Le soir, on me ressert des œufs, et le lendemain matin aussi, au cas où je n’en aurais pas eu assez : en tant que végétarienne, je leur pose un problème d’étonnement majeur, comment peut-on refuser de manger de la viande ?!… Et comment peut-on survivre, surtout ?… Je mange dix-huit œufs au total pendant le week-end, et diverses autres spécialités huileuses et pimentées comme il se doit, et mets cinq jours à m’en remettre au final, mais l’expérience en valait la chandelle…

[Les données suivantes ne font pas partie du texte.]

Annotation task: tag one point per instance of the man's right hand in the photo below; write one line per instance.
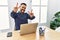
(16, 8)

Nous passons la soirée dans le salon, avec les parents de Sophia, à qui elle traduit mes tentatives en mandarin, tout en m’explicitant leurs paroles à eux. Le salon est la pièce du fond, au rez-de-chaussée dans la cour. Tout se passe toujours au rez-de-chaussée, dans les fermes chinoises : le premier étage est réservé aux grains, et aux stocks divers d’où la mère de Sophia nous tirera d’ailleurs des trésors de cadeaux, noix, tofu fermenté (un condiment dont je ne peux plus me passer, depuis mon passage initial en Chine déjà…), fruits, au moment du départ. Le salon m’intrigue : ouvert aux quatre vents, noirci comme par deux siècles de fumée et de crasse intensive, il porte quand même une télévision, avec un lecteur de DVD, et une décoration, toute fascinante pour un Occidental en mal de grands mythes, de posters de Mao en technicolor… A part ça, les canapés sont défoncés, et on se fiche bien du confort de toute façon, le tout c’est de pouvoir discuter et fumer un peu, de temps en temps quand même, quand on a bien travaillé…

Nous repartons en bus avec Sophia, pour Kunming où il fait tout drôle d’arriver, après ça, dans le chaos sonore et visuel et les embouteillages cacophoniques passablement oubliés… Le mouvement, surtout : tout semble s’agiter à un rythme que personne ne semble trop mesurer, ni craindre, ni remuer même. « Quand on arrive en ville », comme dirait l’autre, quand on a quitté cet espace statique et séculaire de la campagne, on change, on déplace, on remplace, on s’agite lentement, et puis on recommence ailleurs s’il le faut…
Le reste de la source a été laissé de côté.